DANE TECHNICZNE
Tytuł oryginału: City of Bones. The Mortal Instruments – Book One
Tłumaczenie: Anna Reszka
Wydawnictwo: MAG
Liczba stron: 512
Cena z okładki: 35 zł
KONIEC Z NORMALNOŚCIĄ
Główna bohaterka to 16-letnia Clary, która wraz z matką, malarką mieszka w Brooklynie. Swój czas spędza najczęściej z Simonem, który jest jej najlepszym przyjacielem od niepamiętnych czasów.
Jej życia w żadnym razie nie można nazwać ekscytującym, a jedynie zwykłym i wręcz przeciętnym. Wszystko zmienia wizyta w klubie, gdzie nastolatka przypadkowo zauważa chłopaka, który pozostaje niewidoczny dla innych. Dziewczyna zaczyna go śledzić i w ten sposób staje się świadkiem sceny, która nie ma racjonalnego wytłumaczenia.
Wszystkie bajki są w części prawdziwe.
Niedługo później matka Clary z niewiadomych przyczyn zostaje porwana, a ona sama odkrywa, że poza zwykłym światem istnieje również zupełnie inna rzeczywistość, w której żyją istoty, z których egzystencji nastolatka nigdy nie zdawała sobie sprawy. Aby ocalić matkę przed tajemniczym Valentine`m przyjdzie jej nie tylko zmierzyć się z tajemniczymi stworzeniami, ale i poznać zaskakującą prawdę o sobie i swojej przeszłości.
OPINIA
Miasto kości to nie moje pierwsze spotkanie z twórczością znanej i podziwianej Cassandry Clare. Wcześniej miałam bowiem okazję przeczytać Próbę żelaza napisaną przez autorkę we współpracy z Holly Black. Może sam początek książki był zwyczajny i zadziwiająco podobny do Herry`ego Pottera, to jednak samo zakończenie dosłownie zmiotło mnie z nóg. Dlatego, jeśli chodzi o jej serię Dary Anioła, to miałam jej względem wysokie oczekiwania. Liczyłam przede wszystkim na pochłaniającą opowieść, która pozwoli mi na chwilę oderwać się od rzeczywistości.
![]() |
@carolinelivre |
Jeśli mowa o fabule, to sam jej początek jest irytująco schematyczny i przewidywalny. Nasza Clare to typowa (i oczywiście typowo denerwująca) nastolatka, która wiedzie najbardziej zwyczajne z możliwie zwyczajnego życia. Mieszka na Brooklynie, ma oddanego przyjaciela, z którym chętnie spędza wolny czas i jakąś tam paczkę znajomych. I nagle to ona, tak ona – zwyczajna i nieco zarozumiała dziewczyna, widzi ludzi i sceny, których nie ma. Ciekawe i jakże niespotykane, prawda? Dodajmy jeszcze to, że Clare bywa naiwna, lekkomyślna i niedojrzała (bo czego można wymagać od 16-latki?) oraz wątek romantyczny, a otrzymamy prawdziwie schematyczną i poprawną powieść fantastyczną dla młodzieży, która chwilami wydawała mi się naprawdę komiczna.

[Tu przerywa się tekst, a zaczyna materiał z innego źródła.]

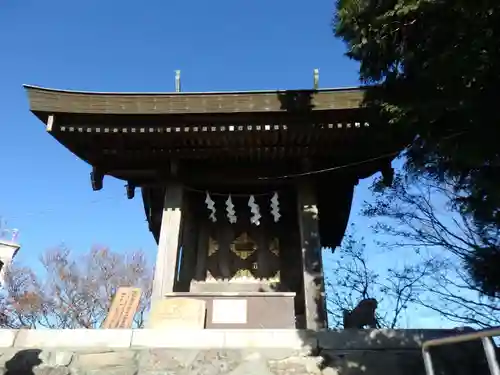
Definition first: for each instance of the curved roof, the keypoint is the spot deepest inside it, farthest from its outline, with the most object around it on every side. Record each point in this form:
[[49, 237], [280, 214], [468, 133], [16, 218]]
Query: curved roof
[[79, 102]]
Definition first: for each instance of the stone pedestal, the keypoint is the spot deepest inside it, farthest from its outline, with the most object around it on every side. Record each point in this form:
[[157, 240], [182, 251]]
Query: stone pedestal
[[245, 310]]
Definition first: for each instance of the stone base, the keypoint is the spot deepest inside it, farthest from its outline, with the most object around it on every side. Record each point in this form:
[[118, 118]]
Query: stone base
[[231, 352], [263, 310]]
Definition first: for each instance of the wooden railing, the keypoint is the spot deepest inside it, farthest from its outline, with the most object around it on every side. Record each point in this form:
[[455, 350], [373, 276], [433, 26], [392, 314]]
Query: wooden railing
[[485, 337]]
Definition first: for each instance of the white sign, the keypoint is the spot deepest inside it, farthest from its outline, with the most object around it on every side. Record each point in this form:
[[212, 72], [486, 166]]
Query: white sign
[[229, 311]]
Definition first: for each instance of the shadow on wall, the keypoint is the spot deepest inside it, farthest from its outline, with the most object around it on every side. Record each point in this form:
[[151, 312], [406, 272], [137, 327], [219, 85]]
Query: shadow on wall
[[23, 362], [393, 352]]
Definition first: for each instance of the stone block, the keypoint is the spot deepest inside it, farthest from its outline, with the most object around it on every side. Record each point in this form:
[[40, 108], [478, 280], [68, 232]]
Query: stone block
[[184, 338], [279, 338], [73, 338], [178, 313], [55, 358], [370, 339], [160, 360], [7, 337], [105, 360]]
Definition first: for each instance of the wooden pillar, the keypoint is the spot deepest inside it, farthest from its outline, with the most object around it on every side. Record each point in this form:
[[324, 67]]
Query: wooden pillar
[[312, 265], [168, 244]]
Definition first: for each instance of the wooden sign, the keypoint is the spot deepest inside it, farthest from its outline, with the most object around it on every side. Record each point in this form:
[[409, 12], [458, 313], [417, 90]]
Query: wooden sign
[[123, 308], [178, 313], [229, 311]]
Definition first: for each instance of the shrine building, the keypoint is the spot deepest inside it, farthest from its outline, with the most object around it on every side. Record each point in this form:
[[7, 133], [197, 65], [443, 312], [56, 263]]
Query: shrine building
[[241, 190]]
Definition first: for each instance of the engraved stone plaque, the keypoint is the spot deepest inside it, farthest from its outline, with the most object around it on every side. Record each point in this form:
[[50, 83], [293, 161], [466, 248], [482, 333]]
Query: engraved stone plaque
[[123, 308], [229, 311], [175, 313]]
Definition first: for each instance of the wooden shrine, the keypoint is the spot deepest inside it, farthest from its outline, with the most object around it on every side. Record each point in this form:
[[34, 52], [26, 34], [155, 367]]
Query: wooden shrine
[[241, 190]]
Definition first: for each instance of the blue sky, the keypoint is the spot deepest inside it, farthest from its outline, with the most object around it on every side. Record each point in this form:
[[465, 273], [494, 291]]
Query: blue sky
[[136, 46]]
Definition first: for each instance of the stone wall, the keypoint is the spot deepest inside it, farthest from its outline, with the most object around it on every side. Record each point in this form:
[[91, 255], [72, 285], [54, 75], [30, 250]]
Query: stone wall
[[229, 352]]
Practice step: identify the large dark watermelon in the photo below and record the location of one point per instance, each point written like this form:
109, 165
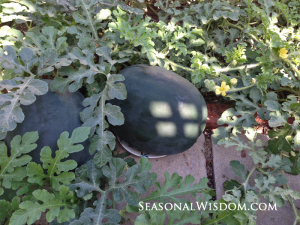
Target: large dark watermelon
50, 115
164, 113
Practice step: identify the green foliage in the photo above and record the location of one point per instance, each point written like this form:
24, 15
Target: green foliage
58, 206
88, 180
11, 167
57, 170
84, 44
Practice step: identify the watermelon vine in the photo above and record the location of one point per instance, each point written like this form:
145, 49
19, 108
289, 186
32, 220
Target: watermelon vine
246, 51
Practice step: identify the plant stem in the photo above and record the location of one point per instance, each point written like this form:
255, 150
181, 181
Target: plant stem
241, 29
248, 177
153, 10
113, 200
293, 67
179, 66
240, 89
289, 90
249, 66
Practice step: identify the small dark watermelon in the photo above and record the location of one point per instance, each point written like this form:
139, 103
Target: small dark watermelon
164, 113
52, 114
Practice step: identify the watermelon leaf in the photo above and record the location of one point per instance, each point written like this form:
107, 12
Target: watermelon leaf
57, 170
60, 206
11, 167
89, 179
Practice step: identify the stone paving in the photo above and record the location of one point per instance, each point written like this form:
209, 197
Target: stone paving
193, 162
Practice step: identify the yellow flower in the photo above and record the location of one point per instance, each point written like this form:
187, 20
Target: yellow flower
253, 81
222, 90
282, 53
233, 81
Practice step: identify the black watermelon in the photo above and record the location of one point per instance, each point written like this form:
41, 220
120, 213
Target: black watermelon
164, 113
52, 114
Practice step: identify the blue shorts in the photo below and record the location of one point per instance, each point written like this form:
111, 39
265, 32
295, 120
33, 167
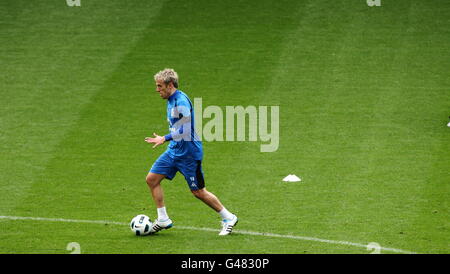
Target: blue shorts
190, 168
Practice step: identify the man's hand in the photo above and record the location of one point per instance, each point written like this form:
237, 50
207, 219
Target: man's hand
158, 140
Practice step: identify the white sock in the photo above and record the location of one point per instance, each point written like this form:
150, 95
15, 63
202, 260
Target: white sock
225, 214
162, 214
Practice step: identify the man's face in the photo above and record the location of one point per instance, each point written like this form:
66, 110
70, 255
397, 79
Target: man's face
163, 89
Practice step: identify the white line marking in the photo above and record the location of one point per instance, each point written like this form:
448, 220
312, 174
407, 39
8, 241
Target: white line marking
252, 233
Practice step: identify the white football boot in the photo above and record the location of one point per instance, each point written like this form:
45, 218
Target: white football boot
160, 225
227, 226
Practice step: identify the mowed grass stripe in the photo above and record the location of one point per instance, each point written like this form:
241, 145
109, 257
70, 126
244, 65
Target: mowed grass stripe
251, 233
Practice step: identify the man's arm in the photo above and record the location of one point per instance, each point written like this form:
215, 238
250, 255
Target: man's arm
157, 140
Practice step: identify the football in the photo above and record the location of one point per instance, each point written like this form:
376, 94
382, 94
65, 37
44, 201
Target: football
141, 225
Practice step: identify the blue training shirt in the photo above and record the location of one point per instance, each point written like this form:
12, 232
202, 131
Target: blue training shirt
184, 142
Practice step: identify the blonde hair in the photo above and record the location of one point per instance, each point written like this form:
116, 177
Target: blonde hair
167, 75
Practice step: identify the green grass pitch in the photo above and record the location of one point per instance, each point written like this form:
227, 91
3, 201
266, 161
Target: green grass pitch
364, 100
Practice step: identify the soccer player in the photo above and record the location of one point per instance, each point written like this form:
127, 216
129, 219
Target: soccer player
183, 154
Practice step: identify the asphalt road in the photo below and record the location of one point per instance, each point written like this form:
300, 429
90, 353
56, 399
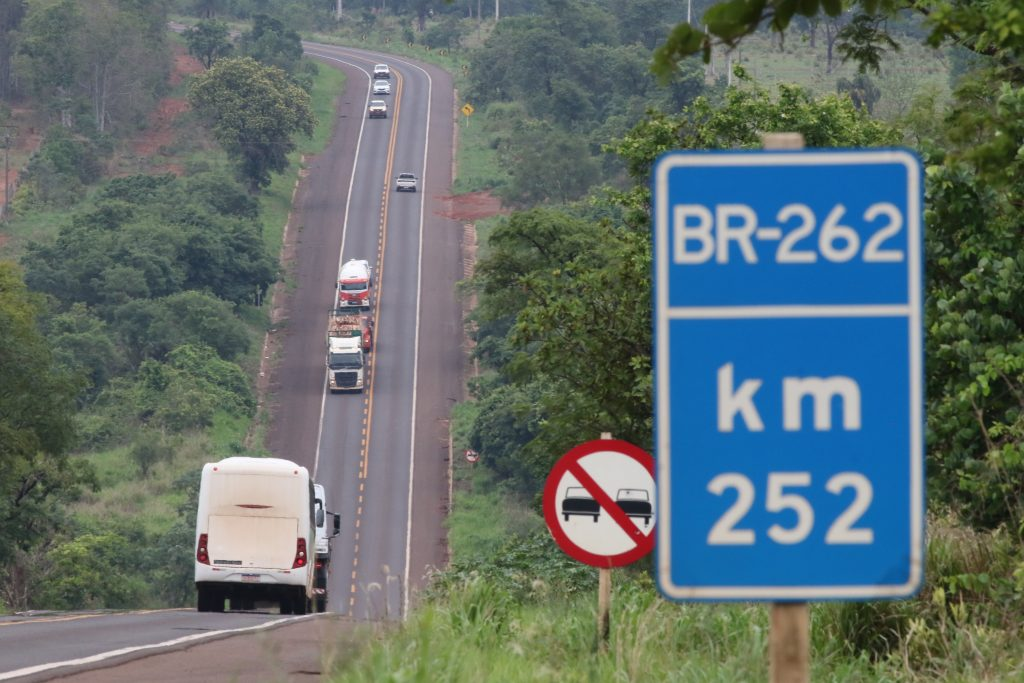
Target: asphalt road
382, 455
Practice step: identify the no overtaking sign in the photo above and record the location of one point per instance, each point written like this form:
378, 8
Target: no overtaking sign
599, 503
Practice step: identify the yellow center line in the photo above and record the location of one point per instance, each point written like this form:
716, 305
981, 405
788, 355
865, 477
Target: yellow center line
368, 410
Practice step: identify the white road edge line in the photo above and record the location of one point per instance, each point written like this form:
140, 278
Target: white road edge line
344, 231
419, 295
28, 671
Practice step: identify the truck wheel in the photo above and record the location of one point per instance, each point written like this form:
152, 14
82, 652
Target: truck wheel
300, 602
202, 599
215, 600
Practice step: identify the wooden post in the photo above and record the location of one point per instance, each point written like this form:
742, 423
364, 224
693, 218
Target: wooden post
603, 607
603, 599
790, 635
790, 643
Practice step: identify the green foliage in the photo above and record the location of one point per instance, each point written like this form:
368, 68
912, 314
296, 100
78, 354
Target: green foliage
145, 239
151, 328
84, 346
151, 447
517, 570
271, 44
185, 392
57, 174
993, 29
861, 90
208, 41
92, 570
102, 60
547, 166
37, 477
578, 286
253, 111
509, 418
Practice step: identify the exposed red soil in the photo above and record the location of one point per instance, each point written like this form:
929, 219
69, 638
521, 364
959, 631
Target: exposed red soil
160, 131
472, 206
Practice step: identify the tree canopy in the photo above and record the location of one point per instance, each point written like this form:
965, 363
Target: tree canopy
37, 407
253, 111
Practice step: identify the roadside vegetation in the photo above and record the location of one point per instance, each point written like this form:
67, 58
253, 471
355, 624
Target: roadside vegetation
563, 287
131, 325
567, 122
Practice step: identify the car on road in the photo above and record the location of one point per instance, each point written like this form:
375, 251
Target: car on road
404, 182
578, 501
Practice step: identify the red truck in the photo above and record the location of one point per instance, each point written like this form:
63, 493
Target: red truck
354, 283
341, 323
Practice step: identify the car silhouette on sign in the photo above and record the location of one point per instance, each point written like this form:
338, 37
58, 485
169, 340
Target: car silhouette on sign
635, 503
579, 502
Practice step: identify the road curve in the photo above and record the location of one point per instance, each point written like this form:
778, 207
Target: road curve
382, 455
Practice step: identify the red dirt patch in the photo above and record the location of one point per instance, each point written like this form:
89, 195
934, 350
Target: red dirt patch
184, 65
472, 206
160, 131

Jesteś młoda. Przeszłość nic dla ciebie nie znaczy, nie jest nawet inną krainą, jak dla starych, ani koszmarem, jak dla winnych.
Teraz przejdźmy do zalet tej książki, bo niewątpliwie ma ona kilka. Przede wszystkim jest naprawdę miłym odpoczynkiem od literatury wymagającej koncentracji i myślenia na temat fabuły. Sama raczej nie sięgnęłabym po nią tak szybko (albo wolno, bo pożyczyłam ją od koleżanki ponad pół roku temu), gdyby nie to, że potrzebowałam czegoś uspokajającego po lekturze Niewiernej Reyes Monforte, która nie tylko zrobiła na mnie ogromne wrażenie, ale i wzbudziła ogromny niepokój. Najbardziej w Miastach kości spodobał mi się motyw utraconych wspomnień, do których nie sposób dotrzeć. Mimo że tkwią one głęboko w mózgu jednej z postaci, to nie ma ona do nich dostępu i sama musi odkrywać kawałek po kawałku tajemnicę swojej przeszłości. Brzmi interesująco, prawda? Poza tym muszę dodać, że samo zakończenie okazało się zaskakująco nieprzewidywalne i przyznam, że jestem ciekawa, jak potoczy się akcja w kolejnej części.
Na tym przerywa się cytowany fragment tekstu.